Well, there's no need for keeping you on the edge of your seat for this one, I'll tell you.
Today we went to a little friend's birthday party. It was at a park. After enjoying pizza and a drink most the kids and mommy's and daddy's ended up over at the playground. I don't know about you, but because my kids are still young (2 & 3) I supervise the heck out of them. Mostly because I don't want the big kids running them over.
My little lady got ballsy enough today to try the "curly slide" as we like to call it over here. With a little bit of trepidation, she sat at the top and I encouraged her to come on down! As she is in the middle of the descent, some huge 6-8 year old boy comes flying down the slide behind her. Momma bear came out, and I shouted, "Wait!!" (Didn't want bruises shaped like footprints on her back). His mom who is on her cell phone calls him over and tells him to let little kids have their turn...yada yada yada...I'm playing with my daughter, but make my way over to her to say, "Sorry I yelled. I just didn't know how fast he was coming down that slide." Do you know what she did?
Nothing. She stared at me blankly, then looked away.
Soooooooo. As we are leaving the park...I am running through the whole scenario with my husband...all the way down to the last detail, ending with, "Can you believe that? Seriously, what is wrong with people these days?" And my husband says, "People are totally just idiots these days."
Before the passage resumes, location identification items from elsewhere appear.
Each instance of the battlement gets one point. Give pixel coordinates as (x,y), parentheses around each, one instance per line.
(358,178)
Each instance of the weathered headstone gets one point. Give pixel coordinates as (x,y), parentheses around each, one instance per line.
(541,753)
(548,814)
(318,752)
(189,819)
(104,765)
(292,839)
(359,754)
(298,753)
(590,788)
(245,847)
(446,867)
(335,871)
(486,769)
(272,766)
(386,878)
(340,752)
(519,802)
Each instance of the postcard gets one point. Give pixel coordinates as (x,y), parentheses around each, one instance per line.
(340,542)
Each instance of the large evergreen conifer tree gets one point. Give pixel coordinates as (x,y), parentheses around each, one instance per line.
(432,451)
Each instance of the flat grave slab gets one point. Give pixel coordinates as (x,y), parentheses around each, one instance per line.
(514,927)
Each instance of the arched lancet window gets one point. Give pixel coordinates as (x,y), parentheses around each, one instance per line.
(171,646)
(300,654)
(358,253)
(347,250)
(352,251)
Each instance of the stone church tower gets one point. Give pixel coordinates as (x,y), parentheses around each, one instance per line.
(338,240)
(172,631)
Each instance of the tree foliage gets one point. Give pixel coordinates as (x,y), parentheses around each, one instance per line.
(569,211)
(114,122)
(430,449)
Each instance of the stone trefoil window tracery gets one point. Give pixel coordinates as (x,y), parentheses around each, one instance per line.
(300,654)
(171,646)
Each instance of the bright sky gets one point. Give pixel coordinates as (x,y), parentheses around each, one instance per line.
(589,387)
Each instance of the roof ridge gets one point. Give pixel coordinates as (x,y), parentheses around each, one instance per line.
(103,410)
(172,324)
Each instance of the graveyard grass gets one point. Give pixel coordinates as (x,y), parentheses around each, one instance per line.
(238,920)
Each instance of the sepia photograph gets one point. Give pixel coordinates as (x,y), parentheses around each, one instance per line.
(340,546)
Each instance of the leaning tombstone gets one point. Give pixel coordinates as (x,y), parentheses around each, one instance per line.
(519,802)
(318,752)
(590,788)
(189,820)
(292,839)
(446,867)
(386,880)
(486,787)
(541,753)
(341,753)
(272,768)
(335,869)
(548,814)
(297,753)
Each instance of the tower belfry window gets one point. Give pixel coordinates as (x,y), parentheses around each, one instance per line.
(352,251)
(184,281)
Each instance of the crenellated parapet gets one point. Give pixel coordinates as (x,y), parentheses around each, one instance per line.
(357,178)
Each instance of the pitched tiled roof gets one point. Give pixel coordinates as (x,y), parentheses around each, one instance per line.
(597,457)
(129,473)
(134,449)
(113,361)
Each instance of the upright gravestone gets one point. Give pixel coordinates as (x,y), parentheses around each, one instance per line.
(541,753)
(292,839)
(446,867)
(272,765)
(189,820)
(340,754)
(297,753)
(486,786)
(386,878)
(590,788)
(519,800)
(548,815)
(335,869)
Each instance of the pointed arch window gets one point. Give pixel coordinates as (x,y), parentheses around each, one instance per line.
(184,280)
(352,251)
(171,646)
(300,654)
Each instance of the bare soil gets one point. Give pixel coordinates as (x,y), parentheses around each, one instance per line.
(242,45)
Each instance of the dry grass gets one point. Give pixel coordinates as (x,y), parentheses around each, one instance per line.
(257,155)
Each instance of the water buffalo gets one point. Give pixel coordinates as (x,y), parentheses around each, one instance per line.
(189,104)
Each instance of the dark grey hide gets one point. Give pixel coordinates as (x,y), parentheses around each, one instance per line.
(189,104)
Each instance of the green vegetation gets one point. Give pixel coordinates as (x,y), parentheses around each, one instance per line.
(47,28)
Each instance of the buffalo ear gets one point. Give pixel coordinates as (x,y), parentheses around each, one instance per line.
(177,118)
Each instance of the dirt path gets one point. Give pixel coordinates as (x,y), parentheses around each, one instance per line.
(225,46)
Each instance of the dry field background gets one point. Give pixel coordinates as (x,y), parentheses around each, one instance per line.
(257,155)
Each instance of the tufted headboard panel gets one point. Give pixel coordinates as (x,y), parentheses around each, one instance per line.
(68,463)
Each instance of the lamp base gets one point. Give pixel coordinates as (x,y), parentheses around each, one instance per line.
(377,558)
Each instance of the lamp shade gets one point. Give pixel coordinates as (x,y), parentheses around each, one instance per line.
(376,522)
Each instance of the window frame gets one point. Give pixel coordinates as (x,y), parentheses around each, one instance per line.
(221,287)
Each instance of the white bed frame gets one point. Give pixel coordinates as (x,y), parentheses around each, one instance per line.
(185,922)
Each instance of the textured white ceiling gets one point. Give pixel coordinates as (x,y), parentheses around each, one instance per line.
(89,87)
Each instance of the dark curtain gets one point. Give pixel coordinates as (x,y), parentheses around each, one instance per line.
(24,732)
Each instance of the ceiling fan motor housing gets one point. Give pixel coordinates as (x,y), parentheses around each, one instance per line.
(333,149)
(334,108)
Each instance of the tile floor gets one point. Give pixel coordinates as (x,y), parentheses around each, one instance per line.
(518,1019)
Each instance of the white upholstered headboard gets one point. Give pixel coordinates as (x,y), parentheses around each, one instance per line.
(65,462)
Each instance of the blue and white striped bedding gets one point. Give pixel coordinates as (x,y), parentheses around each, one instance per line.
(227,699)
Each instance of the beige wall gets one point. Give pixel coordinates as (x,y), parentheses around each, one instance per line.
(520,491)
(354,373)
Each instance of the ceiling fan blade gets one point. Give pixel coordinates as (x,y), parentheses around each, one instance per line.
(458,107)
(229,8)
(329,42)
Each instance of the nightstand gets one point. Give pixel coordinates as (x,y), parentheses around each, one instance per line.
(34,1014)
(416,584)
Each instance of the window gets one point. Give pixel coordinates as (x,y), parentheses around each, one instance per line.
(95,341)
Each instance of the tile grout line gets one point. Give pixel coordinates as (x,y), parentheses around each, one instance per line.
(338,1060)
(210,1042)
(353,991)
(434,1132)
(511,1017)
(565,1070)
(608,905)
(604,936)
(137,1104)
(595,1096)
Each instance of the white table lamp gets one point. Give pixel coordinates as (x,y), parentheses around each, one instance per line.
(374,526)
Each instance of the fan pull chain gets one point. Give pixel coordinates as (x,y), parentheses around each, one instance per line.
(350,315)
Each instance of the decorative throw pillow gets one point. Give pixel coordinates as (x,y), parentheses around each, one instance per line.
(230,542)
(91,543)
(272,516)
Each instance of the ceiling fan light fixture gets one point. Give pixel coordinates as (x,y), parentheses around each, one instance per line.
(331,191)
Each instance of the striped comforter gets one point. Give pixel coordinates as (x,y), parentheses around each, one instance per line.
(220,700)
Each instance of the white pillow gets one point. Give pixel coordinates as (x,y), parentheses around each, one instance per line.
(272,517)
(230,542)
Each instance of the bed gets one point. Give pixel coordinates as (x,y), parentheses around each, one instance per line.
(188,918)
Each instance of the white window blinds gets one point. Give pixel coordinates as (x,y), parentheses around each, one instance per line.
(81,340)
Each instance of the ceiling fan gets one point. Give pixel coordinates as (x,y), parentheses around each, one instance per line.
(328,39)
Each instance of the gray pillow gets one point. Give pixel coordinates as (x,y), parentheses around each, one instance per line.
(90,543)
What we didn't notice was the ginormous port o' potty on the edge of the park right beside where we parked and were not quietly discussing that woman. As I walked beside the potty, the door opened like 10 inches, I get a great big whiff of porto potty...and THE WOMAN sticks her head out of the door and says, "Hi." With her pants halfway down. She sure did want to make sure I knew she heard me. And I laughed. Because really, could she have proved my husband's point any better? classic.